Safety blitz nabs trucks

Trucks and trailers operating between the Port of Portland and south-west logging yards were targeted.

Trucks and trailers operating between the Port of Portland and south-west logging yards were targeted.

MORE than 50 per cent of the trucks and trailers inspected in a three-day road safety blitz in the south-west this week were found to have a defect.

A VicRoads spokeswoman said 101 trucks and trailers were inspected and 54 defect notices issued.

The spokeswoman said the blitz, which also involved WorkSafe and sheriffs from the Department of Justice, targeted load security and general roadworthy and maintenance issues.

The blitz focused on trucks and trailers operating between the Port of Portland and south-west logging yards.

The VicRoads spokeswoman said three fines were also issued for carrying a larger load than legally allowed, two fines for having an insecure load and one fine for unlicensed driving. 
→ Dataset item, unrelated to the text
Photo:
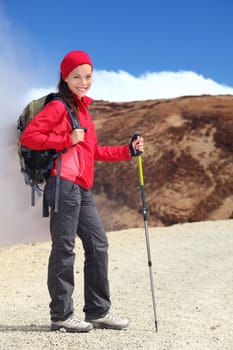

VicRoads regulatory services director Richard Bell said this week’s inspection team included specialised heavy vehicle mechanics who undertook more rigorous safety testing of vehicles than previously. 

“This was our first visit to the south-west with specialised heavy vehicle mechanics as part of a wider approach to heavy vehicle safety,” Mr Bell said. “This is all part of lifting the safety standard on the heavy vehicle industry Australiawide under the National Heavy Vehicle Regulator.”

Mr Bell said the majority of defects issued were for standard maintenance and roadworthy issues that companies would need to fix in the coming days.

“But it is still a concern that over 50 per cent of inspections resulted in a defect,” Mr Bell said. 

VicRoads found a 70 per cent defect rate when it did inspections in April last year in the Portland region.

“The results this week do show a gradual improvement and demonstrates that the message is starting to get through to the heavy vehicle industry,” Mr Bell said. 

“The more we have a presence around the state and continue to educate on the importance of safety in the industry, the more this will improve,” he said. 

VicRoads south-west director William Tieppo said there were a range of industries in the south-west such as the milk and timber industries that involved heavy vehicles so it was important to continually monitor truck safety.